Messianic Effect

Hi everyone!

My names jordan and i was wondering how i could recreate this effect inside of blenders internal renderer? By effect i mean the whole lighting covering up the face and slow flowing cape (I’m capable of using blenders cloth sim for the cape, can i edit the speed?) and such!

Thanks for any responses!

Attachments


This effect is called “bloom”:

not sure but probably you can try to use spot lamps

Glare node in compositor.

Like ones above me said, you have a bunch of options in the compositor once rendering is done. You will want to use glare, glow, fog, I forget which, and perhaps some contrast, possibly masking it with a mask node to make sure only a certain part is influenced.

You can also speed up or slow down an animation if I am correct. Use the “time remap” option. It is a little obscure in its use - you need to lenghten the timeline by the same factor you slow the animation. This is, however, meant to be used on the whole animation, not just a cape in the scene. For a slowly flowing cape look at air density and play around with cloth stiffness. If you need more of a “pop” add a turbulence force field into the scene and play around with that.

Another node for compositing that can help is Luminance Key, to separate light/bright areas and apply over it other filters as glare or blur.

Thanks for all of these responses! All of which i will test out when i get the chance and ill definitely be posting the result

Also, the way that the actor’s hand is lighter than his body suggests that a simple “travelling matte” technique might have been used, even in (2D) post-production.

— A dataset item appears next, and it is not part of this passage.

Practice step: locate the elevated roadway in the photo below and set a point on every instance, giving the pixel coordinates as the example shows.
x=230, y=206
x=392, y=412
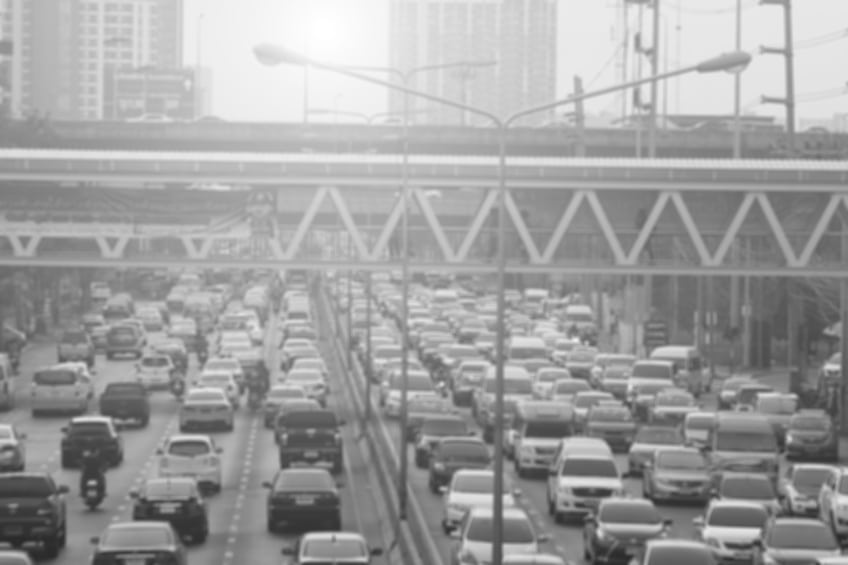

It could have been a simple horizontal gradient.

And … did someone put a subliminal face in the cloud, just to the (your-)left of the actor’s head?

Always bear in mind that “what you see on-screen, probably is not what first came out of the camera, or the renderer.” When you are reproducing the total effect of a scene “as you saw it,” you don’t need to try to get the renderer to do everything at once. Think in terms of a multi-stage production process, and “successive refinement,” to finally get what you finally want to come up with. (And you also do not have to limit yourself to just one renderer!)